Video cameras can be integrated with the reflex viewing system of photographic cameras to produce an image on a remote monitor. Coaxially aligning the video camera with the photographic image is commonly accomplished by means of a beamsplitter. A beam splitter is an optical element that replicates an image by partial reflection. The replicated image is diverted to the video viewing system's electronic sensors. The sensors convert the optical image into electronic information which is sent to a remote monitor. At the monitor the information is converted into a video image which can be viewed without having to reference the eyepiece of the camera.
Video viewing systems offer two advantages over reflex viewing systems. The photographer is freed from the burden of sharing the reflex viewing system with others and video monitors allow multiple simultaneous viewers; however, the advantages of video viewing systems have to be balanced with the disadvantages of a video monitor's picture.

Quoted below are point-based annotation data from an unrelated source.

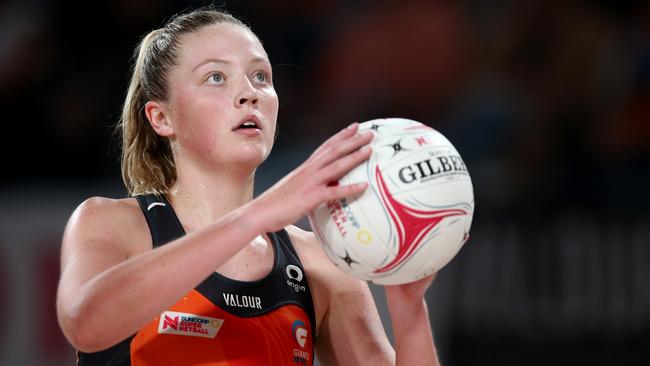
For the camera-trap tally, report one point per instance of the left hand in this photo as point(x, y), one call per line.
point(410, 291)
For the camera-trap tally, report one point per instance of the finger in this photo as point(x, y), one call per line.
point(342, 166)
point(344, 148)
point(338, 192)
point(345, 133)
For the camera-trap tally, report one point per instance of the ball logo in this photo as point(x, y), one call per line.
point(412, 225)
point(294, 272)
point(299, 331)
point(414, 217)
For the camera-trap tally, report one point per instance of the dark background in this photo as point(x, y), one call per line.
point(548, 102)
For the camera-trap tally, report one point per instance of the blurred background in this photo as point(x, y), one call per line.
point(548, 102)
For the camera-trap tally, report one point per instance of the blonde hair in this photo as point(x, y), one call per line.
point(147, 159)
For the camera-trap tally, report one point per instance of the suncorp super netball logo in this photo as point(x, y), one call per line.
point(300, 332)
point(188, 324)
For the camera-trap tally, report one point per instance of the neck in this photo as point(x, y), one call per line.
point(200, 198)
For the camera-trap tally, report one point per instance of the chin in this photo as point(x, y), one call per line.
point(252, 156)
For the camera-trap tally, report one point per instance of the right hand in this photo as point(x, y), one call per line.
point(316, 180)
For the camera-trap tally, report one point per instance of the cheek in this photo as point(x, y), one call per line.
point(195, 122)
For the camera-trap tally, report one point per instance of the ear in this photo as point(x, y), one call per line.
point(158, 118)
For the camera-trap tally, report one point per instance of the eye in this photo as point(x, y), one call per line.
point(216, 78)
point(260, 77)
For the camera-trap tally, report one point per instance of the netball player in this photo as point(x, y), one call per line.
point(191, 270)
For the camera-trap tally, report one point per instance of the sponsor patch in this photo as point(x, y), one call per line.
point(187, 324)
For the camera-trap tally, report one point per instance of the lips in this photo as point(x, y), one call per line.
point(249, 122)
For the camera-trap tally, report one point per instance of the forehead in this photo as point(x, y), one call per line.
point(223, 41)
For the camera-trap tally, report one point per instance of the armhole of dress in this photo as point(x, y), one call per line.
point(143, 202)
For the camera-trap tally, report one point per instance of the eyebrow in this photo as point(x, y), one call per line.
point(226, 62)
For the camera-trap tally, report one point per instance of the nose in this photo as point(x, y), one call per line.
point(247, 95)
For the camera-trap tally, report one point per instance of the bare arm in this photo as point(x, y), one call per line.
point(107, 291)
point(411, 327)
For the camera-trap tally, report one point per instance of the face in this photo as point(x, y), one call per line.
point(222, 106)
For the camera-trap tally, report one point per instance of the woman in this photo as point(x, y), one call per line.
point(191, 269)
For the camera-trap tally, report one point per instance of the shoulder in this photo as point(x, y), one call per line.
point(101, 219)
point(104, 212)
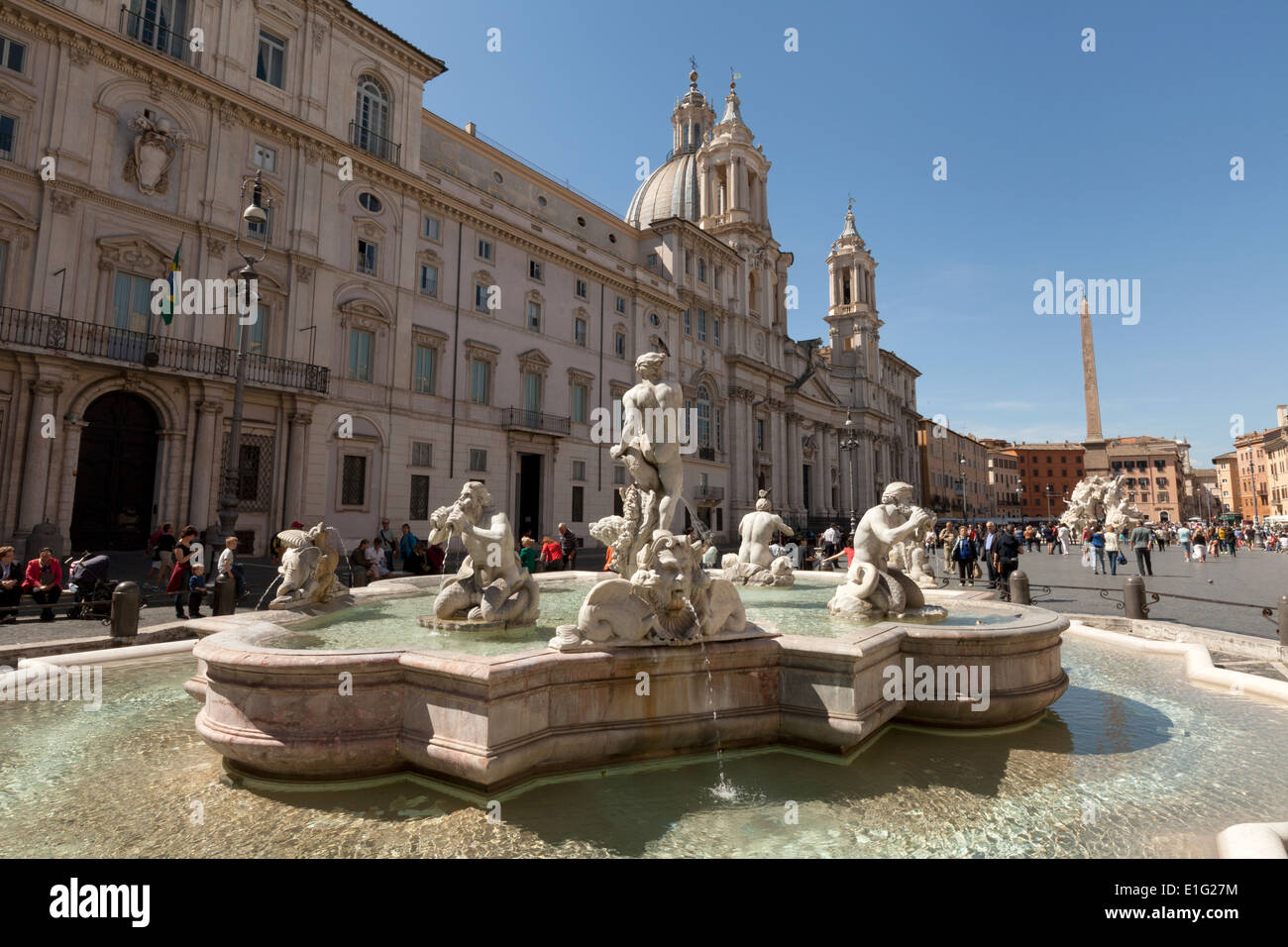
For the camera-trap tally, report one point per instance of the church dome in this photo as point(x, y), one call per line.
point(670, 191)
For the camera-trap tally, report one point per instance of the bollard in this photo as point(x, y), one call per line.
point(1020, 589)
point(1133, 598)
point(226, 595)
point(127, 602)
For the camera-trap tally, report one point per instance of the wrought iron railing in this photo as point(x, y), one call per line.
point(155, 37)
point(374, 145)
point(107, 343)
point(536, 420)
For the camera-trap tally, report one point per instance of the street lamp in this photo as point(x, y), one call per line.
point(254, 215)
point(850, 442)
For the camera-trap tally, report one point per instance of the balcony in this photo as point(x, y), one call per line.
point(374, 145)
point(522, 419)
point(156, 37)
point(704, 493)
point(98, 343)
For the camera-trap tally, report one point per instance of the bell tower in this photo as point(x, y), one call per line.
point(851, 312)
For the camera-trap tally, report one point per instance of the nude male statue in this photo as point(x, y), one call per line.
point(490, 582)
point(652, 419)
point(758, 531)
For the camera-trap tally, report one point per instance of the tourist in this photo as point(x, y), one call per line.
point(407, 544)
point(964, 554)
point(1141, 538)
point(178, 583)
point(434, 557)
point(376, 556)
point(568, 545)
point(230, 567)
point(385, 545)
point(1113, 549)
point(196, 590)
point(1006, 560)
point(552, 554)
point(11, 585)
point(1098, 551)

The lighting is distorted, imaging perspective is severely reduced, and the image presented to the viewer is a two dimensional representation of three dimensional subject matter.
The hardware employed by video viewing systems imposes additional limitations. Oftentimes, because of the physical bulk of a monitor, the monitor is located in a remote area, reducing the photographer's ability to communicate with those observing the monitor. Video monitors often need cabling systems connecting them physically to a video tap which is connected to a camera. Monitor cables are unwieldy, bulky, entangling and often awkwardly restrict camera movements or the movements of a camera operator.
A further disadvantage of a video viewing system is that one cannot view a monitor and simultaneously view directly the subject matter being photographed.